OS PERSONAGENS CONCEITUAIS
Os personagens conceituais são o devir de um pensamento filosófico. Diferente do
personagem de um diálogo filosófico, eles não apresentam o conceito através da
linguagem, mas são a representação do próprio conceito.
“O idiota é o pensador privado por oposição ao professor público (o escolástico):
o professor não cessa de remeter a conceitos ensinados (o homem-animal
racional), enquanto o pensador privado forma um conceito com forças inatas que
cada um possui de direito por sua conta (eu penso).
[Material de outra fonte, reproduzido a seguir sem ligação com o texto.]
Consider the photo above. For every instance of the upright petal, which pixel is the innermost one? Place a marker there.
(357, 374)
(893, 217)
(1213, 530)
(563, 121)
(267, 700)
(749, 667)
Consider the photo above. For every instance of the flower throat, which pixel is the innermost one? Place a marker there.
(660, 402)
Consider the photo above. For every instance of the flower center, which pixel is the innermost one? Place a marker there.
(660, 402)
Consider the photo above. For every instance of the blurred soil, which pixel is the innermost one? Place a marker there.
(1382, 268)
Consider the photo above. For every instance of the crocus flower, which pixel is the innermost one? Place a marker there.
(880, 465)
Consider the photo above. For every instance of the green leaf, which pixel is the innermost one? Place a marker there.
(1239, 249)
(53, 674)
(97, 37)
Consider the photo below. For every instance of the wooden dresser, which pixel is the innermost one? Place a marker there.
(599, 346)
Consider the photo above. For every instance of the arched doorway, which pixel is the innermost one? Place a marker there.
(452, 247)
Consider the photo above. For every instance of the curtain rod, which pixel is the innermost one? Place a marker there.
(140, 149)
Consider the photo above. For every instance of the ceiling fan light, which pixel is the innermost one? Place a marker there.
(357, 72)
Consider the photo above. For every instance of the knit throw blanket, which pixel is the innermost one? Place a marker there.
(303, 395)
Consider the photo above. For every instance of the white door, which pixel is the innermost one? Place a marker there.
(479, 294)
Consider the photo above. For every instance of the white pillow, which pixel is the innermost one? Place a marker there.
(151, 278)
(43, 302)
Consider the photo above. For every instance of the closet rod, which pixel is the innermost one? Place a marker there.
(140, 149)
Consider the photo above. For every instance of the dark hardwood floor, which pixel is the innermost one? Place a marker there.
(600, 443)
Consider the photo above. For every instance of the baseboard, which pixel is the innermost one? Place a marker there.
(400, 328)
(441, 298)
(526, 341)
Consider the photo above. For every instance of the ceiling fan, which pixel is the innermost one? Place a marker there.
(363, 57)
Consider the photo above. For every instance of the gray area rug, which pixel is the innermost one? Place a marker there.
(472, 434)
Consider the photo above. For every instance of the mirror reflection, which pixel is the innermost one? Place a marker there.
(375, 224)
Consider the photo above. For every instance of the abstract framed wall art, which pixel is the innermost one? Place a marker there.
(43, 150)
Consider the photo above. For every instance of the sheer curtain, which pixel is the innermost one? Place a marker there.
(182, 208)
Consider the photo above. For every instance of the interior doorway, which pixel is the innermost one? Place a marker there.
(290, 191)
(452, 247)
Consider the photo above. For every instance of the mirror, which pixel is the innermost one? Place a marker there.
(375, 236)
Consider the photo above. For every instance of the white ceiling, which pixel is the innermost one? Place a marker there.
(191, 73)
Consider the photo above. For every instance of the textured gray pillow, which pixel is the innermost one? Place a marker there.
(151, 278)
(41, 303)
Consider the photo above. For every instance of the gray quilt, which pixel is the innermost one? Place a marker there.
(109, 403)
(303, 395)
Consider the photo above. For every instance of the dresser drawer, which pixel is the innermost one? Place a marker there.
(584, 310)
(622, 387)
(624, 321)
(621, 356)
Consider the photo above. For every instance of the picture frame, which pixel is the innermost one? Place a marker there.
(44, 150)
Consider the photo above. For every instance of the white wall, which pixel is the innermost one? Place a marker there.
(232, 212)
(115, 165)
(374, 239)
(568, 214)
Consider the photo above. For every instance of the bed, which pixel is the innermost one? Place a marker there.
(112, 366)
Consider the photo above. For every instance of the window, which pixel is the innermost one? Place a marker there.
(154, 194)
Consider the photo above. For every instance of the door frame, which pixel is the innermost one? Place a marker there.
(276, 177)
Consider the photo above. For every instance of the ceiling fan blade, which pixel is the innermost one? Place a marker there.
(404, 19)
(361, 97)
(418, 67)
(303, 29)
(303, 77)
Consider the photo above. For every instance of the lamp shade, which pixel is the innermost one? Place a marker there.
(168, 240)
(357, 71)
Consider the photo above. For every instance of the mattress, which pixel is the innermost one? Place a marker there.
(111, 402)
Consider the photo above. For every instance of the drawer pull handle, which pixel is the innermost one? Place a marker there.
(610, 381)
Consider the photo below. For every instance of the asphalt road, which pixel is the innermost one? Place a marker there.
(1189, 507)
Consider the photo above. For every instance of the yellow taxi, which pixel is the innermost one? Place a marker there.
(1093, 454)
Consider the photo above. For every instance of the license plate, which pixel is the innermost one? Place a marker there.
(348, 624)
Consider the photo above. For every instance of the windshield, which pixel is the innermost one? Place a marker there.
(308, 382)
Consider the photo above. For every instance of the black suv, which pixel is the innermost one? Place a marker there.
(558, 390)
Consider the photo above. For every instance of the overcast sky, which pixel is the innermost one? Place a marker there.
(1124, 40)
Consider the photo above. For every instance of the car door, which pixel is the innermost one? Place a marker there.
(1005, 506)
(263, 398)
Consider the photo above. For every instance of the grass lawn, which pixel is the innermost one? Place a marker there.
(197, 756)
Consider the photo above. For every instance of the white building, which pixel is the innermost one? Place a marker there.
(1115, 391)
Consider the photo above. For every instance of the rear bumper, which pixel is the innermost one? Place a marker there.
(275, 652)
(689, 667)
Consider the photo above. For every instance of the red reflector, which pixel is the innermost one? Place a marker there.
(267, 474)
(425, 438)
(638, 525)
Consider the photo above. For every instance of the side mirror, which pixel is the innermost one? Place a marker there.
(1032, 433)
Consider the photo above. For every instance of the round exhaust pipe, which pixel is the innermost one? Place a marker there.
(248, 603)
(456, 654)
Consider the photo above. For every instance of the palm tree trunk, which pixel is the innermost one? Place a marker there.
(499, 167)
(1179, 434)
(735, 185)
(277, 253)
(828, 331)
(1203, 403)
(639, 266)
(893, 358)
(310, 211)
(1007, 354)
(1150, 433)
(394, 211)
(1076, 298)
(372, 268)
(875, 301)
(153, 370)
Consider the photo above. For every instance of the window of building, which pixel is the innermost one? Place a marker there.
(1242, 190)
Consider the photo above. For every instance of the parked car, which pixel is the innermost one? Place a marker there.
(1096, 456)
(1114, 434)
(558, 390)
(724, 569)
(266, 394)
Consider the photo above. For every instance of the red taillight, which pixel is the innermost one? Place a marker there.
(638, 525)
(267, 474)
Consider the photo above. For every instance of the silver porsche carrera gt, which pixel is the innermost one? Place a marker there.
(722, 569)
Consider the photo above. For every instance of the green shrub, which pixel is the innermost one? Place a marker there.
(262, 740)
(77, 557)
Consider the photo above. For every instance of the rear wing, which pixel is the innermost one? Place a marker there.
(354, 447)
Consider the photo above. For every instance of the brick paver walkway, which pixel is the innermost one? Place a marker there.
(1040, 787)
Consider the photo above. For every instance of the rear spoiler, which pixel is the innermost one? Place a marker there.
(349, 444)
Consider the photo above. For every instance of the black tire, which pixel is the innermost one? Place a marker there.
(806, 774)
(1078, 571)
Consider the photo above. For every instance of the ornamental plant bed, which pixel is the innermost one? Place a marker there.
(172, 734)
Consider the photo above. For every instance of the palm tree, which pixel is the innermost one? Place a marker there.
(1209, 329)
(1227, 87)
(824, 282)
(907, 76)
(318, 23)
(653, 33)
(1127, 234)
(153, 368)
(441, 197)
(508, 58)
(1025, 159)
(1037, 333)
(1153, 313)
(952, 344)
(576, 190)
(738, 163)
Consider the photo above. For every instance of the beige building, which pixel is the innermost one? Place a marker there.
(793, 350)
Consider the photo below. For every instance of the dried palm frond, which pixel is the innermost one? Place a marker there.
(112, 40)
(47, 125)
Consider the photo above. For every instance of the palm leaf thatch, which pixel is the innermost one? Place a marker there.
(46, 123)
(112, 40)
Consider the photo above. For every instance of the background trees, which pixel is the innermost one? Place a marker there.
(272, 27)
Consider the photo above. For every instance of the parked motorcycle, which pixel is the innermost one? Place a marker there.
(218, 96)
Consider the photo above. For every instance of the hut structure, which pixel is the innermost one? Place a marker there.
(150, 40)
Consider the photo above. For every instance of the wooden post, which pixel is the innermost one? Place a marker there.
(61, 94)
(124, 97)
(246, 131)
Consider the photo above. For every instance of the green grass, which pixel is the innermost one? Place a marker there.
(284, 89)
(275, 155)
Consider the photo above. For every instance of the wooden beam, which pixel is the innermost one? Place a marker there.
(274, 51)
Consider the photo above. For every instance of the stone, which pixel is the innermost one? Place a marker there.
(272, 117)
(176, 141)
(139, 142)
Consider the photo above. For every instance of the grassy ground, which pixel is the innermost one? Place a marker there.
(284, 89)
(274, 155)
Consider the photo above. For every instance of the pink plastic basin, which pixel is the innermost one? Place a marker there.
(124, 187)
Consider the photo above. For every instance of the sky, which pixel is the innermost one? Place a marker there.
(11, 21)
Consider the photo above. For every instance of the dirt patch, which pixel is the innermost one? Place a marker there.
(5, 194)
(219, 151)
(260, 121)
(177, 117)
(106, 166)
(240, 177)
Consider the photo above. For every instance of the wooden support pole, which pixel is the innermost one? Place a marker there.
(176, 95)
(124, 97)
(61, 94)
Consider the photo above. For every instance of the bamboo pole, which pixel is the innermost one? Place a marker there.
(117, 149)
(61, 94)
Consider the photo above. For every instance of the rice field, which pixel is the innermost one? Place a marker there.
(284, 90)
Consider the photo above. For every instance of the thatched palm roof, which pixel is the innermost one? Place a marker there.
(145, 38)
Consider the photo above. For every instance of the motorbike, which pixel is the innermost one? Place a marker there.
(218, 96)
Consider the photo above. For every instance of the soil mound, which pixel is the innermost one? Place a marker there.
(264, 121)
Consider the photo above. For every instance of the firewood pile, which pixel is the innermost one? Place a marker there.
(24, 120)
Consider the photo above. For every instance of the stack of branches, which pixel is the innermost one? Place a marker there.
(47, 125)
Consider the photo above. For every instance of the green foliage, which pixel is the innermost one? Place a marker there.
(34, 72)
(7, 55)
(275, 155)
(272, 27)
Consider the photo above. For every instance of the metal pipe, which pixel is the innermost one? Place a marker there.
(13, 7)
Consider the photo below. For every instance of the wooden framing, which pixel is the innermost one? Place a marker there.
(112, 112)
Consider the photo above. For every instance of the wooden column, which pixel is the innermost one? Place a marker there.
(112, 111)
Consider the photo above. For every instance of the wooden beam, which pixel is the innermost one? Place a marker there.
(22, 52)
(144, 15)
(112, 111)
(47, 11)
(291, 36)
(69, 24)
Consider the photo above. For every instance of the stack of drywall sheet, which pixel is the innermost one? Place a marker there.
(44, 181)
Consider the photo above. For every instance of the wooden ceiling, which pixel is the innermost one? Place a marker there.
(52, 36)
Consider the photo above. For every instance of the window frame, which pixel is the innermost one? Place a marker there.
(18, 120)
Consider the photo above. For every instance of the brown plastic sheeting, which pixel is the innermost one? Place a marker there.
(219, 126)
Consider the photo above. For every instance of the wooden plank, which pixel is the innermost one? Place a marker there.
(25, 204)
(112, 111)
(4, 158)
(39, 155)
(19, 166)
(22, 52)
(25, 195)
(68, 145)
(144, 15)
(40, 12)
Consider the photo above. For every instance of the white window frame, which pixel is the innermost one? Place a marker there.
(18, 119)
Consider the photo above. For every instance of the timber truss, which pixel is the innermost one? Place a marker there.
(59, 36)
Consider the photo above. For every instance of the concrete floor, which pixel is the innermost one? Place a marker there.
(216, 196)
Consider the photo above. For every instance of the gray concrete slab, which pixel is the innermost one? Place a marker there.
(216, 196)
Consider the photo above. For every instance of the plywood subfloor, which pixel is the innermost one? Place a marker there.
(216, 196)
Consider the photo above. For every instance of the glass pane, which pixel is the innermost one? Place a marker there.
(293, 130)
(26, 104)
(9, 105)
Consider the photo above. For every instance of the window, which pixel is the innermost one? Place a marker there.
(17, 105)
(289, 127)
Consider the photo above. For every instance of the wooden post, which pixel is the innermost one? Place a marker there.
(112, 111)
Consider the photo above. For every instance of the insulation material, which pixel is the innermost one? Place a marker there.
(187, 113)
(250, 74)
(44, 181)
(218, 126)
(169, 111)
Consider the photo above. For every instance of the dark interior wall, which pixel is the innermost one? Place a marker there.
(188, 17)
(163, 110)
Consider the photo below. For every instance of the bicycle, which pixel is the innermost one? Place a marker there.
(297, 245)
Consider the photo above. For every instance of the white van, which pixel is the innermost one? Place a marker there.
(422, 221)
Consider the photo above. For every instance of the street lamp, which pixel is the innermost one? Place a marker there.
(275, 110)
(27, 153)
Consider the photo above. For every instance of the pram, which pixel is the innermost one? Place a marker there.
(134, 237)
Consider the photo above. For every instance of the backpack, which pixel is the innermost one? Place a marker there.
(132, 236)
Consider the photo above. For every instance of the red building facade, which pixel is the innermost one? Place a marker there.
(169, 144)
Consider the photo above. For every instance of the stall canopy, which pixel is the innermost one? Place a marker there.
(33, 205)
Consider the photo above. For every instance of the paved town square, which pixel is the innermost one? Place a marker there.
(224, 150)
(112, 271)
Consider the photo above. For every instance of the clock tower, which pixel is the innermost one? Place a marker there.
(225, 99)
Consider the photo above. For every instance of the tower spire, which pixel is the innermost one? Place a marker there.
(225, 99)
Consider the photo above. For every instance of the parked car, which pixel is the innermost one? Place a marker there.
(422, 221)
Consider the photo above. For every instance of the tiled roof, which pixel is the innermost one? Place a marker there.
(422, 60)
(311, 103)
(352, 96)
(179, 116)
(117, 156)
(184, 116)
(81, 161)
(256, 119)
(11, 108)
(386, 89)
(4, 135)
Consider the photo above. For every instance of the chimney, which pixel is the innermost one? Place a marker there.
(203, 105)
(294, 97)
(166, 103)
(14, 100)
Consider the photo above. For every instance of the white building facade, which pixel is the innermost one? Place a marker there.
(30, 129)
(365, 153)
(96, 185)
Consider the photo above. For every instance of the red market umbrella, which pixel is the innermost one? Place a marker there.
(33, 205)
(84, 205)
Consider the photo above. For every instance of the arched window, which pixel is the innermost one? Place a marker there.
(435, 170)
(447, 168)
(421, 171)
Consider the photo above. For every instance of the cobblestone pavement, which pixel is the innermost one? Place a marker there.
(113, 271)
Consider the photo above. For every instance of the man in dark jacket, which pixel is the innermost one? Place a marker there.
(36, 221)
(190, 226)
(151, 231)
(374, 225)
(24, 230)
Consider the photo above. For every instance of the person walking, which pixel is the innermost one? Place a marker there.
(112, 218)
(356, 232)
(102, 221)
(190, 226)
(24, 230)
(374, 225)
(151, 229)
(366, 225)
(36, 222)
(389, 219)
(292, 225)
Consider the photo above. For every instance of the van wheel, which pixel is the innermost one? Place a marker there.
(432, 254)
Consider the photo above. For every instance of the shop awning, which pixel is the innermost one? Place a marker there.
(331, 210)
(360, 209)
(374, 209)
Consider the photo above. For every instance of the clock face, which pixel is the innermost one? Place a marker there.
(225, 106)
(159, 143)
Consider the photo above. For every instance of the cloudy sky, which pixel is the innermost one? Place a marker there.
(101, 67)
Eis um tipo muito estranho de
personagem, aquele que quer pensar e que pensa por si mesmo, pela "luz natural".
O idiota é um personagem conceitual” (p. 83).
O “idiota” é o personagem do senso comum.
“A diferença entre os personagens conceituais e as figuras estéticas consiste
de início no seguinte: uns são potências de conceitos, os outros, potências de
afectos e de perceptos” (p, 87-88).
“A filosofia apresenta três elementos, cada um dos quais responde aos dois
outros, mas deve ser considerada em si mesma: o plano pré-filosófico que ela
deve traçar (imanência), o ou os personagens pró-filosóficos que ela deve
inventar e fazer viver (insistência), os conceitos filosóficos que ela deve criar
(consistência). Traçar, inventar, criar, esta é a trindade filosófica” (p. 101).

GEO-FILOSOFIA
A filosofia precisa, antes de tudo, de um território para se desenvolver. A pré-
filosofia, o plano de imanência puro, sem conceitos formados, se encontrou com a
geografia da Grécia, em um momento histórico no qual os ocidentais helênicos puderam
desenvolver a filosofia como os orientais não puderam. Da merma forma, a filosofia
moderna encontra na Inglaterra, França e Alemanha, em pleno desenvolvimento
capitalista, seu território de desenvolvimento. Para isso, a filosofia desses últimos
precisou de desterritorializar e se reterritorializar na Grécia de Sócrates e Platão.